THE spate of arrests targeting politicians does not bode well for the health of the political process in the country. With the arrest of former prime minister Shahid Khaqan Abbasi by NAB on Thursday, there are now 12 politicians — the vast majority of them from opposition parties — in jail, with one convicted and the rest pending investigation. Included in this number are two Waziristan MNAs in police custody, who were booked for assault and criminal conspiracy in May but whose production orders are yet to be issued. There are reports of NAB ‘hunting’ for yet another opposition party politician, and speculation is rife regarding the next member of the PPP or PML-N to be picked up. A prominent member of the ruling PTI, Aleem Khan, too, was arrested by NAB in a corruption case, but was released on bail after two months.
There is no doubt that accountability is an essential component of governance. Those who wield power and receive tax money from citizens are bound to answer to the people about the use or misuse of public funds. However, the astonishing frequency with which opposition parties are being targeted for alleged crimes ranging from so-called mega corruption and terrorism to drug possession, makes it appear more like a sinister campaign to muzzle political opponents. The allegations levelled against these politicians are undisputedly serious, but the trend of ‘imprison first, investigate later’ and the sheer arbitrariness of the investigation process bear all the characteristics of a political witch-hunt. Too often, we have seen lawmakers critical of the government jailed, remanded into custody and then left to languish there while a fishing expedition is in full swing. Authorities have the right to question individuals whom they legitimately suspect of wrongdoing, but the ongoing spectacle of dramatic arrests and prolonged incarceration pending indictment or even an inquiry, has weakened the public’s confidence in these investigating institutions. To make matters worse, the media trial and simultaneous smear campaigns against those being probed violate the presumption of innocence principle and cast a shadow over the fairness of the process. Even if individuals are later released from custody, there is little they can do to rectify the damage that has been done to their reputation.

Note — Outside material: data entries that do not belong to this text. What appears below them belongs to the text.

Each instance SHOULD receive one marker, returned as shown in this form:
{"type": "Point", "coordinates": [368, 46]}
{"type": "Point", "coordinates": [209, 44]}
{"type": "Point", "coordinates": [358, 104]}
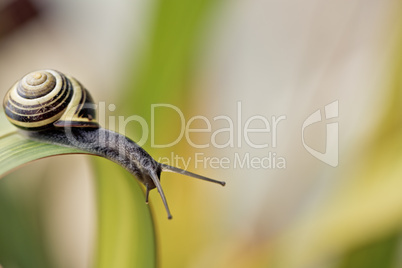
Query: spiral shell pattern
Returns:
{"type": "Point", "coordinates": [42, 98]}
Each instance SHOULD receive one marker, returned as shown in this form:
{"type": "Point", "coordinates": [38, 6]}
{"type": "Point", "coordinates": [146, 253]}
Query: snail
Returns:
{"type": "Point", "coordinates": [51, 107]}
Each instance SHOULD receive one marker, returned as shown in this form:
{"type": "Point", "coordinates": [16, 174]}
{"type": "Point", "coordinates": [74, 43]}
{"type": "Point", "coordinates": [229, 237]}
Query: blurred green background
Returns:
{"type": "Point", "coordinates": [208, 58]}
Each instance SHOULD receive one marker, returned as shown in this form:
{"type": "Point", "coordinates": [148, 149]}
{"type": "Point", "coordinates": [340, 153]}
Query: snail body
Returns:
{"type": "Point", "coordinates": [51, 107]}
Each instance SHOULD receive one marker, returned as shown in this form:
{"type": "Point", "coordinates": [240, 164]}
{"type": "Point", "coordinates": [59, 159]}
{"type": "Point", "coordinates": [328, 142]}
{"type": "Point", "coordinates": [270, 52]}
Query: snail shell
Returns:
{"type": "Point", "coordinates": [46, 102]}
{"type": "Point", "coordinates": [47, 98]}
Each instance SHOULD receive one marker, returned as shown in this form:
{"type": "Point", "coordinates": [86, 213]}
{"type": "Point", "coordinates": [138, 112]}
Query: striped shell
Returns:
{"type": "Point", "coordinates": [48, 98]}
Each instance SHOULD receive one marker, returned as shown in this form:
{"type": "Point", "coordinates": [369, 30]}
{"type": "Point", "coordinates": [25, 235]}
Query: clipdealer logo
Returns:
{"type": "Point", "coordinates": [330, 156]}
{"type": "Point", "coordinates": [257, 134]}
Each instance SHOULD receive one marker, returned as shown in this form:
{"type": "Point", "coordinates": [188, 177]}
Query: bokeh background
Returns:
{"type": "Point", "coordinates": [276, 58]}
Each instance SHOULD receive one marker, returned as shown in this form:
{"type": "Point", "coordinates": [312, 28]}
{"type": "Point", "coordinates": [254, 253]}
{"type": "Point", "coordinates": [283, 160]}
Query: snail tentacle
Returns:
{"type": "Point", "coordinates": [51, 107]}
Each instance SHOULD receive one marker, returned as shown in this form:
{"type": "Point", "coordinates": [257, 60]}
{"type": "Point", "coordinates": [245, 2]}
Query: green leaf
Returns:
{"type": "Point", "coordinates": [125, 231]}
{"type": "Point", "coordinates": [15, 150]}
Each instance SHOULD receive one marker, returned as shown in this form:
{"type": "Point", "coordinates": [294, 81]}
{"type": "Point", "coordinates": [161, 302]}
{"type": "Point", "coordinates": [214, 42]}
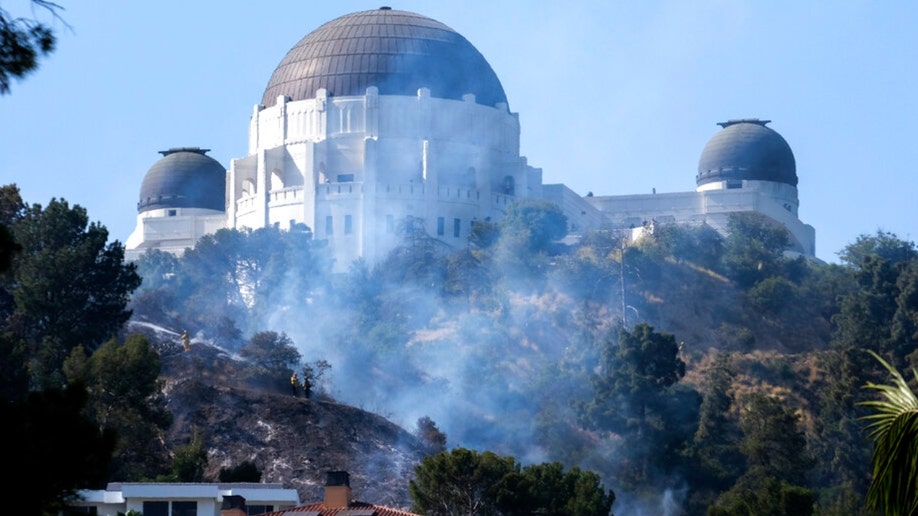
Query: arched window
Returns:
{"type": "Point", "coordinates": [277, 179]}
{"type": "Point", "coordinates": [508, 186]}
{"type": "Point", "coordinates": [248, 187]}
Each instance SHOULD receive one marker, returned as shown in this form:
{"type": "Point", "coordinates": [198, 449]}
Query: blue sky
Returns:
{"type": "Point", "coordinates": [613, 97]}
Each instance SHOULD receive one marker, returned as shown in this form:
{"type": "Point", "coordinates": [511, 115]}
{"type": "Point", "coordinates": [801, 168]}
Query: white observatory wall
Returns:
{"type": "Point", "coordinates": [354, 168]}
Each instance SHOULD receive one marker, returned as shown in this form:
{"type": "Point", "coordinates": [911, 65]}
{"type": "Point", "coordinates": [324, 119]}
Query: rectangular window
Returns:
{"type": "Point", "coordinates": [156, 509]}
{"type": "Point", "coordinates": [184, 509]}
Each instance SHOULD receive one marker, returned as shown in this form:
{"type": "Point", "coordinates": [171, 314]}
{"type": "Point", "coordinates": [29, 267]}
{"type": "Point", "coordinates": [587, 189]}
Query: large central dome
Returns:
{"type": "Point", "coordinates": [396, 51]}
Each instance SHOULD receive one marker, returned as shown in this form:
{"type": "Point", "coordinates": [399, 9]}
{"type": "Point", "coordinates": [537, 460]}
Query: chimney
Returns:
{"type": "Point", "coordinates": [233, 505]}
{"type": "Point", "coordinates": [337, 490]}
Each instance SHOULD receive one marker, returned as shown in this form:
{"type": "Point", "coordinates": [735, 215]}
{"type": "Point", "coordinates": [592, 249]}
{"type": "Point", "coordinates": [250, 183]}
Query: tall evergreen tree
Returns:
{"type": "Point", "coordinates": [70, 286]}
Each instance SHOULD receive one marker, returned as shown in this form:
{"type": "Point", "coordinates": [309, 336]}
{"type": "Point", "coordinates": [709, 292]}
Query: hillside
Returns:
{"type": "Point", "coordinates": [294, 441]}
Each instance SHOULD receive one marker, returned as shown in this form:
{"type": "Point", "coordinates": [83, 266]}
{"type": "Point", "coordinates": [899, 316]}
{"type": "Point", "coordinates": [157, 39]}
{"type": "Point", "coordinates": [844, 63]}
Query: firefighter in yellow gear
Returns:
{"type": "Point", "coordinates": [294, 383]}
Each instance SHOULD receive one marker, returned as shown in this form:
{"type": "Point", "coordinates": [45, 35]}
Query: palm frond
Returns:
{"type": "Point", "coordinates": [893, 428]}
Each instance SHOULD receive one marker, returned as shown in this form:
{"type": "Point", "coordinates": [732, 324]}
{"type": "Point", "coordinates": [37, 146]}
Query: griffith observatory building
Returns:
{"type": "Point", "coordinates": [384, 115]}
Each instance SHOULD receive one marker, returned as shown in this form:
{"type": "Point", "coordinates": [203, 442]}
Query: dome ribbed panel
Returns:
{"type": "Point", "coordinates": [184, 179]}
{"type": "Point", "coordinates": [747, 151]}
{"type": "Point", "coordinates": [396, 51]}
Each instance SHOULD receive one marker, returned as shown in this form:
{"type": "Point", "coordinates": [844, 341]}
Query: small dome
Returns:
{"type": "Point", "coordinates": [184, 178]}
{"type": "Point", "coordinates": [398, 52]}
{"type": "Point", "coordinates": [746, 149]}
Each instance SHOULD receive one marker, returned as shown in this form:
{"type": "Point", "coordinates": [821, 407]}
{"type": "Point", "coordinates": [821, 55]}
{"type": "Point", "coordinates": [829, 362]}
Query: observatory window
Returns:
{"type": "Point", "coordinates": [184, 508]}
{"type": "Point", "coordinates": [156, 508]}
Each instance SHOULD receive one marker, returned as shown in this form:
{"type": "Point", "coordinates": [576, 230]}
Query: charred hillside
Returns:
{"type": "Point", "coordinates": [292, 440]}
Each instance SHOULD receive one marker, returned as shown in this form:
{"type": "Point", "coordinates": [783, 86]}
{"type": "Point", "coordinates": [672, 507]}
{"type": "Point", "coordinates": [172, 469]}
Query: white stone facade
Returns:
{"type": "Point", "coordinates": [172, 230]}
{"type": "Point", "coordinates": [353, 168]}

Regrettably, in this country, the court of public opinion has a tendency to assume that all politicians are guilty of wrongdoing. But institutions must not operate under that impulse. They have a responsibility to build airtight cases with legitimate evidence that will hold in a court of law and ensure that these cases proceed in a transparent and efficient manner. There are certainly more professional methods that investigating bodies can employ to probe these individuals — who now include a former prime minister and a former president. Going after opposition politicians in this manner, without solid evidence, is tantamount to harassment of the worst kind.